Guebuza reagia a partir da vila de Luenha, sede distrital de Changara, a 90 quilómetros da cidade de Tete, última escala da Presidência Aberta e Inclusiva que efectuava àquela parcela do país.

Houve, de facto, segundo o Presidente, casos recentes de crimes violentos que foram aproveitados por alguns indivíduos para ampliarem e multiplicarem o seu efeito, até porque essa é a finalidade de um panfleto (supostamente afixado nas casas a anunciar assaltos), e, como resultado disso, as pessoas querem de volta a tranquilidade, desiderato que é justo e legítimo. “Mas não podemos concluir que é uma onda de criminalidade, mas sim, de agitação”.

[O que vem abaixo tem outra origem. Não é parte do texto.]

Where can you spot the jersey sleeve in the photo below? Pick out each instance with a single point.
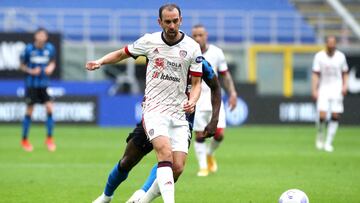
(316, 64)
(196, 63)
(344, 66)
(222, 66)
(138, 48)
(52, 51)
(25, 55)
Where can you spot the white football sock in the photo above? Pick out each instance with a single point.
(200, 150)
(152, 193)
(320, 131)
(332, 128)
(165, 178)
(214, 144)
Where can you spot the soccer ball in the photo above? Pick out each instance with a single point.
(293, 196)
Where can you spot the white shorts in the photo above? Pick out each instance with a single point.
(178, 131)
(332, 105)
(202, 119)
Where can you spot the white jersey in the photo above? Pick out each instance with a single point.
(167, 72)
(330, 70)
(216, 58)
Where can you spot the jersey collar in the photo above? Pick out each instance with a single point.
(176, 42)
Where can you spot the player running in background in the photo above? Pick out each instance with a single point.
(172, 56)
(38, 63)
(215, 56)
(329, 86)
(138, 144)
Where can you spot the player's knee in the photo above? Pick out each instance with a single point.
(200, 139)
(219, 134)
(335, 117)
(177, 170)
(126, 163)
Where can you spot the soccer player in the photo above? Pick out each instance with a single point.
(138, 145)
(172, 56)
(215, 56)
(38, 63)
(329, 86)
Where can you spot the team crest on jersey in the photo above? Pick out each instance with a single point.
(182, 53)
(159, 63)
(199, 59)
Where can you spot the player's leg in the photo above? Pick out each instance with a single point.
(137, 147)
(331, 132)
(336, 109)
(25, 143)
(50, 143)
(214, 144)
(157, 129)
(180, 142)
(200, 151)
(30, 99)
(138, 194)
(164, 172)
(322, 107)
(216, 140)
(200, 121)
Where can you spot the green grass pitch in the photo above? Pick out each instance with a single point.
(256, 164)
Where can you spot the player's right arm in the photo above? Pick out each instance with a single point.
(215, 89)
(25, 58)
(315, 77)
(110, 58)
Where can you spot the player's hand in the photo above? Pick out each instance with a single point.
(48, 71)
(315, 95)
(93, 65)
(232, 101)
(35, 71)
(210, 130)
(189, 107)
(344, 90)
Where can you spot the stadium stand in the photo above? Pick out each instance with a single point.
(232, 21)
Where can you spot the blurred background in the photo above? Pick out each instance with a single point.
(269, 47)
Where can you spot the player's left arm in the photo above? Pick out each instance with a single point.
(227, 80)
(215, 89)
(195, 92)
(49, 69)
(230, 88)
(345, 77)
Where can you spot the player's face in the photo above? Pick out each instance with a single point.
(331, 44)
(199, 34)
(41, 37)
(170, 23)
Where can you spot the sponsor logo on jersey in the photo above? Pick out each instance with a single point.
(182, 53)
(169, 78)
(156, 51)
(175, 66)
(159, 63)
(151, 132)
(199, 59)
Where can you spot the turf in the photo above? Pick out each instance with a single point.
(256, 164)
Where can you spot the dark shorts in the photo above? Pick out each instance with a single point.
(36, 95)
(140, 139)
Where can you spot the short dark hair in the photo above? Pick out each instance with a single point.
(169, 7)
(41, 29)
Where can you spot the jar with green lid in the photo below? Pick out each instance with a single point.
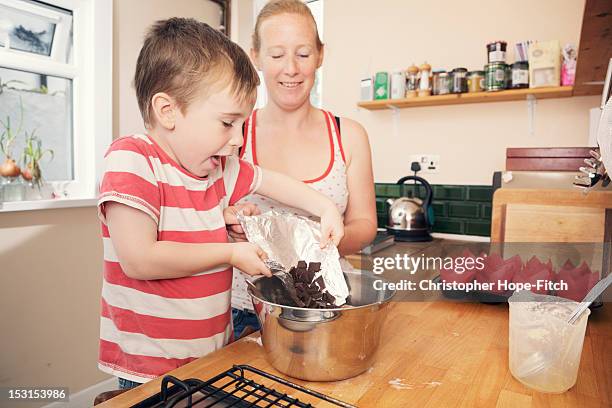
(459, 80)
(444, 83)
(476, 81)
(520, 75)
(435, 81)
(495, 76)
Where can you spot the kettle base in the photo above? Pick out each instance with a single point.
(410, 236)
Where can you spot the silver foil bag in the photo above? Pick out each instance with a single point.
(288, 238)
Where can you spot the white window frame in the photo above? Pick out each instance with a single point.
(91, 73)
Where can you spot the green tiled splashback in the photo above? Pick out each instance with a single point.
(458, 209)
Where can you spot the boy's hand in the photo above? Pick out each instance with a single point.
(332, 226)
(249, 259)
(231, 220)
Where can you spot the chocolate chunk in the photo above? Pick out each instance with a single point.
(329, 298)
(309, 292)
(314, 266)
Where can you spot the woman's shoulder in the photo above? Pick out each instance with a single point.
(354, 137)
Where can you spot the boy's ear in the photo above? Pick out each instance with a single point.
(255, 58)
(164, 110)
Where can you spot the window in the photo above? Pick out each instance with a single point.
(316, 94)
(55, 82)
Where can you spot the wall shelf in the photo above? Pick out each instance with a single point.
(478, 97)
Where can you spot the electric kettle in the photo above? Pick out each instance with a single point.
(408, 218)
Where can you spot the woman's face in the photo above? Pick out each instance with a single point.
(288, 59)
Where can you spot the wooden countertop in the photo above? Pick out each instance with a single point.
(432, 354)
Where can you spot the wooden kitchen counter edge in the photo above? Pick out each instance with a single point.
(436, 354)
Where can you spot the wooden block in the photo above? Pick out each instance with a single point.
(595, 48)
(510, 399)
(548, 151)
(544, 164)
(550, 223)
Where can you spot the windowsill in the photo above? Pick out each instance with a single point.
(13, 206)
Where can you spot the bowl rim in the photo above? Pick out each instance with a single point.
(331, 309)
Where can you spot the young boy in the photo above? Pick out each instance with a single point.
(167, 260)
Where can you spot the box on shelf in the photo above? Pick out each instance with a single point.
(381, 85)
(544, 64)
(367, 89)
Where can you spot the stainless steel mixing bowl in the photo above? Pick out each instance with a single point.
(322, 344)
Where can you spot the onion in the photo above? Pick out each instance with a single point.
(26, 174)
(9, 168)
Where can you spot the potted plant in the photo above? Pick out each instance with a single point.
(9, 167)
(33, 153)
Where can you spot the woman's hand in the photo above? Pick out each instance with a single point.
(231, 220)
(332, 226)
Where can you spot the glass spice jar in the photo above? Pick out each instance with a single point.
(444, 86)
(412, 81)
(520, 74)
(459, 80)
(435, 81)
(476, 81)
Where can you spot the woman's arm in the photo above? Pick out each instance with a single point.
(296, 194)
(360, 217)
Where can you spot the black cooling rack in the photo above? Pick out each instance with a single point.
(237, 387)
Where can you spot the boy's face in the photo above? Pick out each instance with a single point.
(210, 128)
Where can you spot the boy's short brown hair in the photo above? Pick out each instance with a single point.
(183, 57)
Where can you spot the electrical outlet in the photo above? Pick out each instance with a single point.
(430, 163)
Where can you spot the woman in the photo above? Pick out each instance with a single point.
(289, 135)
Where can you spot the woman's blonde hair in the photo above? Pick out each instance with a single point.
(276, 7)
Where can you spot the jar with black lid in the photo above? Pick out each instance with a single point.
(476, 81)
(459, 80)
(520, 75)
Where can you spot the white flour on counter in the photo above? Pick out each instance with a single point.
(399, 384)
(253, 340)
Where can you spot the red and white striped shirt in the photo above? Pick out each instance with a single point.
(149, 327)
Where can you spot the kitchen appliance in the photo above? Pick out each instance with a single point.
(323, 344)
(599, 166)
(408, 218)
(240, 386)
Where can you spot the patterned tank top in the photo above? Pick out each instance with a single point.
(332, 183)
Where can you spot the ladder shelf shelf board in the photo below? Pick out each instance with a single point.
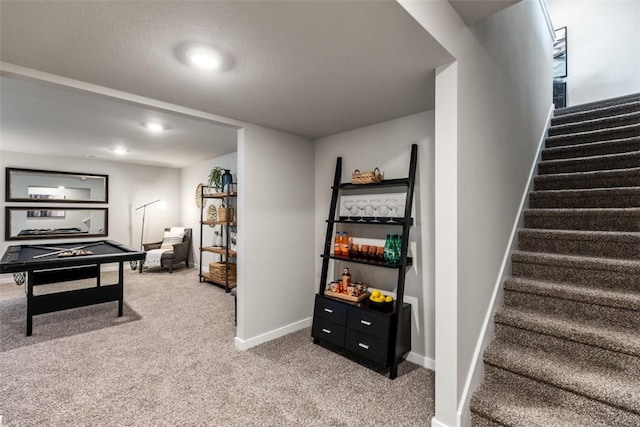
(383, 339)
(224, 252)
(230, 223)
(219, 195)
(371, 221)
(409, 261)
(210, 278)
(219, 251)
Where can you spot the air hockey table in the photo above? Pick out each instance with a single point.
(61, 262)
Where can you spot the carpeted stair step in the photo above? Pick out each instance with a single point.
(597, 272)
(599, 123)
(596, 306)
(480, 421)
(515, 400)
(618, 340)
(586, 198)
(598, 105)
(628, 131)
(595, 179)
(579, 116)
(567, 371)
(590, 149)
(608, 244)
(616, 219)
(591, 163)
(626, 364)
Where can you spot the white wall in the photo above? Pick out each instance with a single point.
(387, 146)
(190, 177)
(130, 186)
(502, 90)
(275, 234)
(603, 47)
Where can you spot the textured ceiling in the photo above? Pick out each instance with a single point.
(312, 68)
(474, 10)
(52, 120)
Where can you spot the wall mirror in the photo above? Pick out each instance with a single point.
(31, 185)
(54, 222)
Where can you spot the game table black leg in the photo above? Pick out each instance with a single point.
(29, 304)
(121, 285)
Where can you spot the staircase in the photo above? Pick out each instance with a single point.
(566, 350)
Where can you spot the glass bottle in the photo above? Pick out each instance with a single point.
(345, 243)
(337, 244)
(387, 249)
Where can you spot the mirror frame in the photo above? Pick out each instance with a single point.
(7, 226)
(9, 197)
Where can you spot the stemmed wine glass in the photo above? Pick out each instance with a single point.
(375, 204)
(361, 204)
(391, 204)
(348, 204)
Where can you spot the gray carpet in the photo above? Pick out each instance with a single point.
(170, 360)
(566, 350)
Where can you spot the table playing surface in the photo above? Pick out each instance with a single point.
(19, 258)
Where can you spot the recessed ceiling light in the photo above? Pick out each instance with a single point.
(154, 126)
(205, 58)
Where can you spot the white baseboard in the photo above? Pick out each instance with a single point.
(474, 378)
(421, 360)
(436, 423)
(271, 335)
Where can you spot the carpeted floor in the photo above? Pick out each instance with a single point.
(170, 360)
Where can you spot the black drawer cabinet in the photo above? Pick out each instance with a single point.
(328, 331)
(362, 331)
(382, 338)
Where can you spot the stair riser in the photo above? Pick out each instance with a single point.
(631, 107)
(599, 414)
(619, 362)
(595, 222)
(579, 276)
(524, 361)
(596, 248)
(623, 100)
(606, 135)
(559, 200)
(590, 164)
(605, 316)
(478, 420)
(601, 123)
(547, 182)
(572, 152)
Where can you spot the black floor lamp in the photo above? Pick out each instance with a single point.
(134, 264)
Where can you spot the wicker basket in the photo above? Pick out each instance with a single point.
(369, 177)
(224, 212)
(217, 271)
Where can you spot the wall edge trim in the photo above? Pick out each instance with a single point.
(486, 333)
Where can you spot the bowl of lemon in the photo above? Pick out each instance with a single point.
(380, 301)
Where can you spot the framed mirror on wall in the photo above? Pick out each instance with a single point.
(54, 222)
(38, 186)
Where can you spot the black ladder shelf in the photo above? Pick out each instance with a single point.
(355, 328)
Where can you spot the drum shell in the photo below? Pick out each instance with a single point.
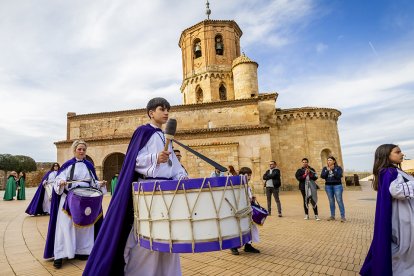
(194, 218)
(84, 210)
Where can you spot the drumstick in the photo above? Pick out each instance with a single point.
(170, 130)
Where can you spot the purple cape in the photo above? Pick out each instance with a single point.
(107, 257)
(54, 208)
(378, 260)
(36, 205)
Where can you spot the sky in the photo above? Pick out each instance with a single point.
(97, 56)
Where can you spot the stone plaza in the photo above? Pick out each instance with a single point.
(289, 245)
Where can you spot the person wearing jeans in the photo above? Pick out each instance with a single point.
(332, 174)
(305, 174)
(272, 184)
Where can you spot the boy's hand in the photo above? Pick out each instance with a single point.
(163, 156)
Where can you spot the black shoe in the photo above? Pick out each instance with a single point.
(57, 263)
(249, 248)
(81, 257)
(235, 251)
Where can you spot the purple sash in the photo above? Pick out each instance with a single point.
(84, 205)
(259, 214)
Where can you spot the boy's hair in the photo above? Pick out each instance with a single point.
(76, 143)
(245, 170)
(156, 102)
(381, 161)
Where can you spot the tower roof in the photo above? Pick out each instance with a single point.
(210, 22)
(243, 59)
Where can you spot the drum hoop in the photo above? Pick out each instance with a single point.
(204, 186)
(86, 188)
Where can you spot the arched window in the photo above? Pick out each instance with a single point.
(222, 93)
(324, 156)
(199, 95)
(197, 48)
(219, 45)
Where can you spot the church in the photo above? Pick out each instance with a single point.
(222, 115)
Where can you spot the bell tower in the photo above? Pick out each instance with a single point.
(208, 50)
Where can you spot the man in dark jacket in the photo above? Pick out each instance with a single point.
(272, 184)
(302, 175)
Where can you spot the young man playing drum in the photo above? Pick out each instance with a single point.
(64, 239)
(255, 231)
(116, 251)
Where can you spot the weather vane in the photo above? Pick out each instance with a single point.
(208, 11)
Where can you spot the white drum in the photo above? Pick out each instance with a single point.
(48, 189)
(192, 215)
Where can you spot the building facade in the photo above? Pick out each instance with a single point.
(223, 116)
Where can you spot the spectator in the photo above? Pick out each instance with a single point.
(21, 187)
(304, 175)
(272, 184)
(248, 247)
(332, 174)
(114, 181)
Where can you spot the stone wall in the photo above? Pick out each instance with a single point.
(305, 132)
(197, 116)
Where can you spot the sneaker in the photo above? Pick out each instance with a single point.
(234, 251)
(57, 263)
(249, 248)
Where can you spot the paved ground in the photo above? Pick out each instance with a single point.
(289, 245)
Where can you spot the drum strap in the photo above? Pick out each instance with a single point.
(141, 176)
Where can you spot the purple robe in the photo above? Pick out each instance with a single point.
(107, 256)
(379, 258)
(35, 207)
(54, 205)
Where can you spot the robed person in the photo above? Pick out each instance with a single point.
(116, 251)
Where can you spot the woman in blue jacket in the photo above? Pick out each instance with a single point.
(332, 174)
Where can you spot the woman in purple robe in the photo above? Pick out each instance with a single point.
(40, 204)
(392, 248)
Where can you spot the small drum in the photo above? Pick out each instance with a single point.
(192, 215)
(84, 205)
(48, 189)
(259, 214)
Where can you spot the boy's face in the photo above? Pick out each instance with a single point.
(249, 176)
(159, 115)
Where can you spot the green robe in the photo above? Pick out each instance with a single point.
(114, 181)
(21, 193)
(10, 191)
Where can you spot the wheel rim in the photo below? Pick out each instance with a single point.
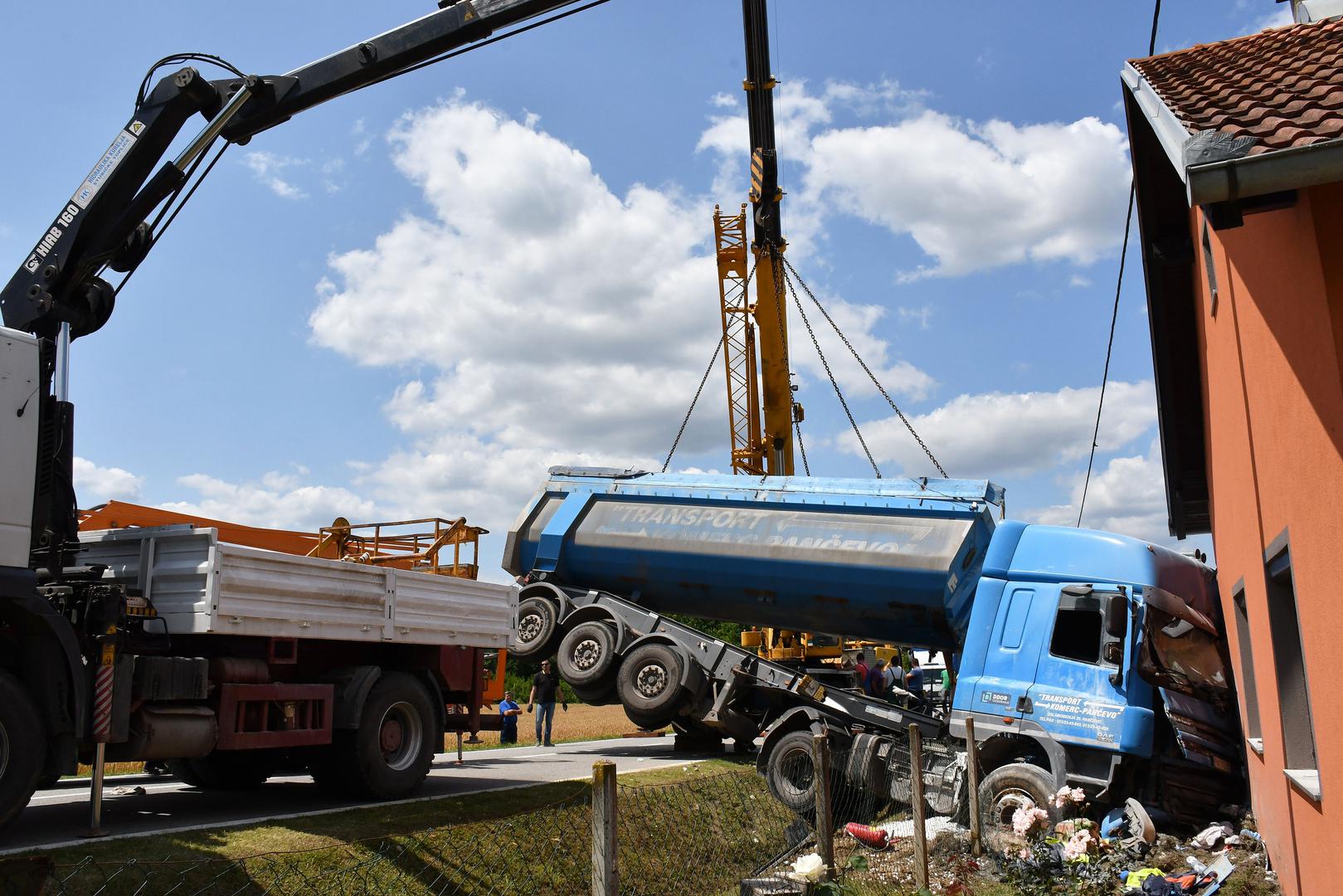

Guebuza disse, também, não acreditar que a PRM não esteja a fazer nada, porque hoje, ontem e anteontem e antes disso estava envolvida em jornadas de patrulhamento com as populações e a pedir que elas aceitassem a sua direcção nessa acção a nível dos bairros. Muitos aceitam, mas ainda há alguns grupos que têm dificuldades em enquadrar-se nessa ordem. Todavia, o apelo é que as comunidades mantenham a serenidade, aumentem a vigilância e continuem a colaborar com a Polícia.